For many/most commits it's easy to choose the other commit: use the commit's (single) parent commit. For merge commits (those with two or more parents) the answer is less obvious and I don't know what you will want to do for these.
For a root commit (a commit with no parent), you can still get the number of files added with respect to an empty tree, by diffing against git's "well known, if poorly advertised, empty tree". Or, you might choose to ignore root commits entirely (which simplifies your task).
There's no single git command that will do everything for you here, but it's easy to put together a script or pipeline that will do the trick. The main thing to know is that you will use git rev-list
to generate all the candidate commit IDs:
git rev-list --min-parents=1 --max-parents=1 HEAD
will, for instance, get you a list of every commit reachable from HEAD
that has exactly 1 parent (i.e., is neither a merge commit nor a root commit). It's up to you to decide whether this is the set of commits you'd like to inspect.
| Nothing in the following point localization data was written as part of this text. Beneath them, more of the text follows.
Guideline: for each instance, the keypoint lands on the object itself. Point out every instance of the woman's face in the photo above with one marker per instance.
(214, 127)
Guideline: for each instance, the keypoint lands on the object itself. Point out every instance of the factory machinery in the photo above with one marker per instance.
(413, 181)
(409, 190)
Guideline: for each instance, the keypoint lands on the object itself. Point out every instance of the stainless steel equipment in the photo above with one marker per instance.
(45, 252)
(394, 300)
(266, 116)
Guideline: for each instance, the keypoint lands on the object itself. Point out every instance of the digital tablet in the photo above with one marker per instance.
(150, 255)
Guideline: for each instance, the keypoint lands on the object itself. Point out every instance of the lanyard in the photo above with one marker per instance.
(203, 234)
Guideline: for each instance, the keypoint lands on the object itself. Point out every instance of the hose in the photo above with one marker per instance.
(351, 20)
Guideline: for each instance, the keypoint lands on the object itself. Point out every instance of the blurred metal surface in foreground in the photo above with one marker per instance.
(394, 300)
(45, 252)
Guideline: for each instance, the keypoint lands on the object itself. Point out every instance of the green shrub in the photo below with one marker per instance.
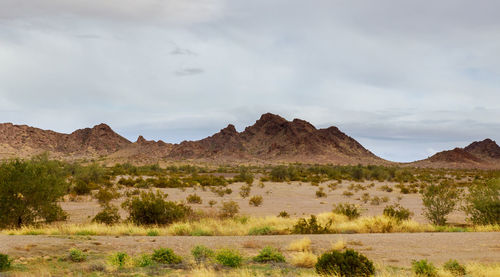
(397, 212)
(119, 259)
(269, 255)
(5, 262)
(284, 214)
(194, 199)
(439, 201)
(424, 268)
(256, 200)
(455, 268)
(348, 263)
(229, 209)
(166, 256)
(482, 204)
(228, 257)
(77, 255)
(260, 231)
(109, 215)
(151, 208)
(144, 260)
(349, 210)
(202, 253)
(311, 226)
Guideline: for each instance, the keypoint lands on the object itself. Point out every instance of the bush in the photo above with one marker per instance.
(165, 256)
(119, 259)
(109, 215)
(202, 253)
(5, 262)
(77, 255)
(397, 212)
(228, 257)
(284, 214)
(194, 199)
(320, 193)
(229, 209)
(349, 210)
(455, 268)
(439, 201)
(144, 260)
(482, 204)
(30, 191)
(256, 200)
(311, 226)
(347, 263)
(269, 255)
(424, 268)
(151, 208)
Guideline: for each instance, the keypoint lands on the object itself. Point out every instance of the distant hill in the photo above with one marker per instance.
(272, 139)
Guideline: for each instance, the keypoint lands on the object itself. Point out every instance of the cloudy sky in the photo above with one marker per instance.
(404, 78)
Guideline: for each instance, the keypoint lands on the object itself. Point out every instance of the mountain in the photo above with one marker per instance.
(479, 154)
(25, 141)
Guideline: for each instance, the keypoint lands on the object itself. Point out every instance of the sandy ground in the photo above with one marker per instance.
(391, 249)
(298, 199)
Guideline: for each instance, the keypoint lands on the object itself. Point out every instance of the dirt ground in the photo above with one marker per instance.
(396, 249)
(298, 199)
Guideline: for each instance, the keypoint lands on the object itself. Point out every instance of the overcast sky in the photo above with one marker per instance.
(404, 78)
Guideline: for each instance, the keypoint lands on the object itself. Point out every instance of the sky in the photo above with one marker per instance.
(404, 78)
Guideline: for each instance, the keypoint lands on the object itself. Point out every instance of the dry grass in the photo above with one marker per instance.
(304, 259)
(242, 226)
(301, 245)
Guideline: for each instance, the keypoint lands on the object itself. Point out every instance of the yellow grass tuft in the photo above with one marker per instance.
(302, 245)
(304, 259)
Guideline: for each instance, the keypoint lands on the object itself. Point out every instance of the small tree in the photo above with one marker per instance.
(439, 201)
(30, 190)
(482, 204)
(151, 208)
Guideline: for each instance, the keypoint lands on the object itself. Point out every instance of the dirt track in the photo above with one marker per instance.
(393, 249)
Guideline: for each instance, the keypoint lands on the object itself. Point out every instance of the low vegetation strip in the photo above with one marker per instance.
(242, 226)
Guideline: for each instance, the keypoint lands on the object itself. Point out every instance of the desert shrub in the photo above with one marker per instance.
(397, 211)
(77, 255)
(194, 199)
(424, 268)
(144, 260)
(269, 255)
(320, 193)
(229, 209)
(151, 208)
(439, 201)
(284, 214)
(255, 200)
(311, 226)
(202, 253)
(228, 257)
(304, 259)
(109, 215)
(165, 256)
(261, 231)
(245, 191)
(30, 191)
(455, 268)
(348, 263)
(482, 204)
(105, 195)
(349, 210)
(5, 262)
(119, 259)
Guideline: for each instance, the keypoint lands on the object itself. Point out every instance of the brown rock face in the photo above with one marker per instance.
(486, 149)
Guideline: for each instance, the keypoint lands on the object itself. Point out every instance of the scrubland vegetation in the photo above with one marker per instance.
(31, 192)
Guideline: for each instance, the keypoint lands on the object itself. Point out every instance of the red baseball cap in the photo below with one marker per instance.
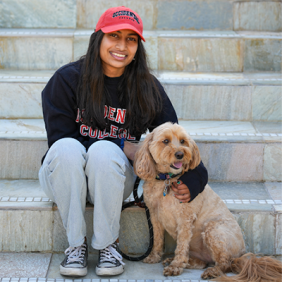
(118, 18)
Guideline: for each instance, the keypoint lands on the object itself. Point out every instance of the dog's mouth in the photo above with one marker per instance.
(176, 165)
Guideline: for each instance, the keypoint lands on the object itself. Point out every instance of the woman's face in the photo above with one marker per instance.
(117, 50)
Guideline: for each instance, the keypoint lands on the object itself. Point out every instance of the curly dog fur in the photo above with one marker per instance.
(205, 230)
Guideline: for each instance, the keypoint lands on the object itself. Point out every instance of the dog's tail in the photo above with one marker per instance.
(254, 268)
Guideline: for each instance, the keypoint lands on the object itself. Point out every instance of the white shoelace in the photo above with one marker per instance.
(76, 254)
(109, 254)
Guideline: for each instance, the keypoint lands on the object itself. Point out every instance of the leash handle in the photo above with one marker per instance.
(138, 202)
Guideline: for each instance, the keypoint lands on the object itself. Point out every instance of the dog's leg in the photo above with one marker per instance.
(157, 251)
(217, 243)
(195, 263)
(184, 235)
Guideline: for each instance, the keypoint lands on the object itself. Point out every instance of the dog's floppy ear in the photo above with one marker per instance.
(144, 165)
(196, 158)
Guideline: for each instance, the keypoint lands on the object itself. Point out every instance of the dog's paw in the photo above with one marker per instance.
(210, 273)
(172, 270)
(152, 258)
(167, 261)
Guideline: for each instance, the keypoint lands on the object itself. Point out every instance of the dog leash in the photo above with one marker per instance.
(139, 202)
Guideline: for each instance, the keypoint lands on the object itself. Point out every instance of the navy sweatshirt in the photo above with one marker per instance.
(63, 119)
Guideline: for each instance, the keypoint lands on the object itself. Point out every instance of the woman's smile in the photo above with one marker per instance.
(118, 56)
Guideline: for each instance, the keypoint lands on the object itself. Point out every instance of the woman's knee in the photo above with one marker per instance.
(105, 153)
(65, 151)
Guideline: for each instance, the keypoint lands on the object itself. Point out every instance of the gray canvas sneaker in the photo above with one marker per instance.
(75, 262)
(110, 261)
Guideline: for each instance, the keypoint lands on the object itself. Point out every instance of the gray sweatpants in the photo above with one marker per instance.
(103, 174)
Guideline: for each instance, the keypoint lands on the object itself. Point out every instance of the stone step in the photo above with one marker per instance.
(156, 14)
(231, 150)
(30, 222)
(195, 96)
(173, 50)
If it is, we're now in pretty good shape since we can simply git diff
each such commit against its (single) parent:
git rev-list --min-parents=1 --max-parents=1 HEAD | \
while read sha1; do \
...
done
Now the trick is to get git diff
to give us the number of files added, perhaps with a bit of help from another command. This is pretty easy because git diff
has --name-status
and --name-only
options, and also a --diff-filter
option. Using --name-status
will get you output like this:
$ git diff --name-status 0df0541bf13723658d31b8d1376b505b710e63c6^ \
0df0541bf13723658d31b8d1376b505b710e63c6
A Documentation/RelNotes/2.4.5.txt
M Documentation/git.txt
M GIT-VERSION-GEN
M RelNotes
Adding --diff-filter=A
eliminates all but the A
dded files, after which we don't really need --name-status
(not that it hurts either) since just the name alone, --name-only
, will tell us which files were added when comparing these two commits:
$ git diff --name-only --diff-filter=A \
0df0541bf13723658d31b8d1376b505b710e63c6^ \
0df0541bf13723658d31b8d1376b505b710e63c6
Documentation/RelNotes/2.4.5.txt
Running this output through wc -l
gets a count of lines, which is also a count of files, since each file name is on its own line.1
So, now we have a script that looks like this (I'll leave the backslashes out now):
git rev-list --min-parents=1 --max-parents=1 HEAD |
while read sha1; do
echo $(git diff --name-only --diff-filter=A ${sha1}^ ${sha1} | wc -l) $sha1
done
The output of this script can then be passed to sort -rn
, for instance.
You may wish to tweak these somewhat, depending on what you need to do with merges. You might also want to defeat rename-detection on the git diff
commands (or maybe not, it really does depend on how you're using this).
1Ignoring the possibility of having a newline embedded in a file name, anyway. If you want a really general purpose tool you should consider this possibility, but you can probably ignore it for your case.